Em 1958, a IPB pediu à Missão Presbiteriana no Brasil que considerasse a ideia de fundir o 'Norte Evangélico e O Puritano', órgão oficial da Igreja em um só jornal, denominado "O Brasil Presbiteriano" (BRASIL PRESBITERIANO, 1958, p.3), que neste artigo receberá a sigla BP. Em setembro do mesmo ano foi lançado nacionalmente o novo jornal da Igreja Presbiteriana do Brasil, o 'Brasil Presbiteriano'. A capa do jornal ostentava: "Órgão Oficial da IPB" - Ano I - Recife, setembro de 1958 - número 1". Trazia no cabeçalho o calendário presbiteriano para setembro, o pensamento do mês, a logomarca "Brasil Presbiteriano" com o mapa do país entre as duas palavras e sobre ele a sarça ardente, símbolo da Igreja, com a inscrição latina Nec tamen consumebatur ("E [a sarça] não se consumia"). Trazia também a transcrição de Atos 4.32: "Da multidão dos que creram era um o coração e a alma". Logo à primeira página destacava-se o artigo de J. Maurício Wanderley, "No Limiar do 100° Aniversário", acerca da 23ª reunião do Supremo Concílio da Igreja Presbiteriana do Brasil, hospedada no Instituto Gammon, em Lavras-MG. Nessa magna assembleia da igreja nacional decidiu-se pela fusão de O Puritano e do Norte Evangélico em um só jornal nacional. Na ocasião, o presidente do Supremo Concílio da Igreja era o Rev. Dr. José Borges dos Santos, e o presidente da Aliança Presbiteriana Mundial era o Rev. Dr. John Mackay, que esteve presente. Fez-se menção disso na foto central da capa do primeiro número do 'Brasil Presbiteriano'.

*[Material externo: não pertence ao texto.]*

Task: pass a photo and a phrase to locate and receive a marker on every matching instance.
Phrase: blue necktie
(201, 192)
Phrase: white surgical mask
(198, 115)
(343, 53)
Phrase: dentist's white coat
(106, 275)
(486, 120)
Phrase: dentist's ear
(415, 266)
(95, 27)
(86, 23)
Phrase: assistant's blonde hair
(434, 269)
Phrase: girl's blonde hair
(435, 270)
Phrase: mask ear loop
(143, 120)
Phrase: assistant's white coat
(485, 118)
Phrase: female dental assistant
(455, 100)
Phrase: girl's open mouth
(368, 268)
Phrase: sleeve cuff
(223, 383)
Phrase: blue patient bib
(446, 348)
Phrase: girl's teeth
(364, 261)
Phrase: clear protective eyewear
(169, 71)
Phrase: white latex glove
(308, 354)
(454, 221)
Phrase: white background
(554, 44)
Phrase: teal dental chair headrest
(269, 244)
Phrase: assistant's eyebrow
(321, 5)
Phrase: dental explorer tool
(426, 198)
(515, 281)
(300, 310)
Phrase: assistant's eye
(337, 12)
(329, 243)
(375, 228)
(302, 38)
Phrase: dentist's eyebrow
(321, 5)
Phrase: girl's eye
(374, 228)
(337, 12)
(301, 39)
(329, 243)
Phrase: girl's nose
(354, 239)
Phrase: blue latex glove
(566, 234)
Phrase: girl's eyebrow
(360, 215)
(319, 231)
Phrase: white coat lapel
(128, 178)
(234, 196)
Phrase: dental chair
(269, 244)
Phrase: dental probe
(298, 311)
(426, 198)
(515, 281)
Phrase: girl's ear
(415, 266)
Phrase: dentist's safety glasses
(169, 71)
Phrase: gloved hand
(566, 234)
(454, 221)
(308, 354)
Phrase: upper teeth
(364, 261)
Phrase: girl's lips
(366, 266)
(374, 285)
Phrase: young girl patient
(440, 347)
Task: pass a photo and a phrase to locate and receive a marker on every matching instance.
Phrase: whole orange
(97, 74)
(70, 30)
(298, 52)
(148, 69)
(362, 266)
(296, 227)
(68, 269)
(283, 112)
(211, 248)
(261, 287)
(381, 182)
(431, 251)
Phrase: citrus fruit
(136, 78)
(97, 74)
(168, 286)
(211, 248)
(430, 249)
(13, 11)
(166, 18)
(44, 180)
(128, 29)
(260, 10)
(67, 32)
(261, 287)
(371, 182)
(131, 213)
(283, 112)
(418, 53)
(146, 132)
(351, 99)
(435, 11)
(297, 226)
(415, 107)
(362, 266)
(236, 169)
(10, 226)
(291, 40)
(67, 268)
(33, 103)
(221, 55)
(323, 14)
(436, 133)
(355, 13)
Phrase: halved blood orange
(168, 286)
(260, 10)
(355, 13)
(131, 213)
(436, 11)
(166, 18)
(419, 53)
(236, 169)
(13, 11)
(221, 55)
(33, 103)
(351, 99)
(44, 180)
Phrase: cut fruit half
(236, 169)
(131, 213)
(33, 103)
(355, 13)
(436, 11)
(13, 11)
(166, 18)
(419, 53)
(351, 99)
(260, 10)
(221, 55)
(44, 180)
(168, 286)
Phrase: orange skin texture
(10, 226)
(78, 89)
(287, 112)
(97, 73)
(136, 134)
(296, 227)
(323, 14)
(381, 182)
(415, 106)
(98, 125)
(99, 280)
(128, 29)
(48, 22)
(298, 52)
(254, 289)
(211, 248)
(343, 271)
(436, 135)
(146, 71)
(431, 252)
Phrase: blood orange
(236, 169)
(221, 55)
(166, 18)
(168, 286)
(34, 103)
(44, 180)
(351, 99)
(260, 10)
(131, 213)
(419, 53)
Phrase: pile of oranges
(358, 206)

A aceitação foi gradual e seu deu após muitos debates, culminando com a aprovação unânime na vigésima terceira reunião do Supremo Concílio. O estilo do artigo do Rev. José Borges estampava uma pequena resistência dos que desaprovavam mudanças e eram contrários à própria dinâmica da vida, presos a formas de vida, para eles, imutáveis. Suspeita-se que havia ainda os defensores saudosistas do 'Norte Evangélico e de O Puritano'. O artigo de despedida de 'O Puritano' deixava transparecer certa incompreensão quanto às medidas tomadas, certa cautela com os novos rumos da imprensa evangélica nacional, aqui representada pelo jornal de uma de suas denominações, de um dos "protestantismos brasileiros". A insistência com que se fala em renúncia, boa vontade e sacrifício, levanta a hipótese de resistência frente ao novo jornal que surgia. Os dizeres "sucessor de O Puritano e Norte Evangélico" acompanham até hoje as edições do 'Brasil Presbiteriano'.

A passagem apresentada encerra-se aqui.